Division of Surgery and Interventional Science, University College London, United Kingdom 2 Institute for Liver and Digestive Health, University College London, United Kingdom Introduction: Our strategy is to target pancreatic cancer using a novel minimally invasive technique called Photochemical Internalisation (PCI), which can significantly enhance the efficacy of cancer chemotherapy. PCI is a light-triggered drug delivery system, which combines low dose Photodynamic Therapy (PDT) with chemotherapy to induce efficient cytosolic delivery of therapeutic compounds to their specific subcellular targets. Aims: To determine the efficacy of PCI in overcoming pancreatic cancer drug resistance compared to conventional monotherapy, using experimental models (2D, 3D, in vivo) and to identify the cell death mechanisms induced by these protocols. Materials & methods: In this study, porphyrin and chlorin-based photosensitisers were co-administered with saporin (a type I ribosomeinactivating protein) or gemcitabine, in human pancreatic cancer cells (Panc1 and MiaPaca2). Cell viability was assessed by MTT assays and Trypan Blue & Neutral Red stainings, alongside internalisation and intracellular localisation of both photosensitisers (flow cytometry, confocal microscopy). Results: Despite minimal cell death induced when the drugs or photoactivatable compounds were used in monotherapy, PCI synergistically enhanced saporin and gemcitabine cytotoxicity (p<0.001) using very low concentrations, in both cell lines. Moreover, we determined the mechanism of cell death triggered by these protocols. PCI induced endosomal disruption following light excitation and caspases 3/7 activation, in a time dependent fashion. Conclusion: Our findings demonstrate the potential of PCI to enhance the efficacy of cancer chemotherapy for pancreatic cancer using sub-lethal doses of PDT and open a new window for future clinical trials.

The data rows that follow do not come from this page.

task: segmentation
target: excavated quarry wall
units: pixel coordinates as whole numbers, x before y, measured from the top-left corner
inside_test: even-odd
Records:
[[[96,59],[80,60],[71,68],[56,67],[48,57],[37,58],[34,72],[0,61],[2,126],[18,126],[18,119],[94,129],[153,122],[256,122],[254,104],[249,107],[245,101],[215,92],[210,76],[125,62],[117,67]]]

Abstract ID: 1876. Morphological and laboratory predictors of acute necrotizing pancreatitis Aliaksandr Varabei 1, Nikolai Kamyshnikov 1, Egi Vizhinis 1, Tamara Yuraga 1, Natali Litvinka 2, Yury Arlouski 1 1 2

Belarusian Medical Academy of Postgraduate Education, Belarus Biochemical Institute, Belarus

Introduction: Carrying out laboratory tests on the basis of new enzymatic testing tools inflammatory and destructive changes in the pancreas in acute necrotizing pancreatitis (ANP) is an important task of surgery. Aims: We used a new, domestic laboratory test based on the formation of a supramolecular complex of a fatty acid with hemoglobin as an indicator of pancreatic phospholipolysis.